Anthropic found that focusing on evaluating the final state is more effective. Instead of judging whether agents followed a specific process, the evaluation should assess whether they achieved the correct final state. This approach acknowledges that agents may reach the same goal through different paths while still ensuring they achieve the expected results.

For complex workflows, end-to-end evaluations may overlook important details, so a relatively compromise solution can be adopted, dividing the system into several fixed checkpoints where specific state changes should have occurred, evaluating only these checkpoints without needing to verify every intermediate step, thus avoiding focusing solely on the final result.

Conclusion

Building AI agent systems often presents the most challenging part of the entire journey in the “last mile.” Code that runs well in a development environment requires substantial engineering investment to truly go live in a production environment. Errors in agent systems are cumulative, meaning that minor issues that would be trivial in traditional software can completely incapacitate an agent. A single step’s failure can lead an agent to explore entirely different paths, resulting in unpredictable outcomes. For all these reasons discussed in this article, the gap between prototypes and actual production is often larger than expected.

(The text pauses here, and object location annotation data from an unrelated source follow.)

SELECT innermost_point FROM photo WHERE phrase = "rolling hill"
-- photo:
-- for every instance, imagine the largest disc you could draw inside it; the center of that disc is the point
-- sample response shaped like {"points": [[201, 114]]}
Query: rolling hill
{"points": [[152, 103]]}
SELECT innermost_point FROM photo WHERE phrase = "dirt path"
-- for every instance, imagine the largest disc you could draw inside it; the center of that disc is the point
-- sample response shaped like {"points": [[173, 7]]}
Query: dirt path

Despite these challenges, multi-agent systems have proven their value in open research tasks. User feedback indicates that Claude’s research capabilities have helped them discover previously unconsidered business opportunities, navigate complex medical options, solve tricky technical problems, and save significant time by uncovering research connections they could not find on their own.

Anthropic Claude Multi-Agent Research System Architecture
Common Ways Users Utilize Research Functions

As seen in the above image, the main scenarios in which users utilize research functions include: cross-disciplinary software system development (10%), development and optimization of specialized technical content (8%), business growth and revenue strategy formulation (8%), academic research and educational material development (7%), and research verification of personnel, locations, or organizational information (5%).

Reading through the entire blog, we find that many companies, while employing different models and technical frameworks in building AI agents, share similar core ideas, such as: memory systems combining short-term and long-term, specialized and precise prompts, unit testing combined with end-to-end testing methods, etc.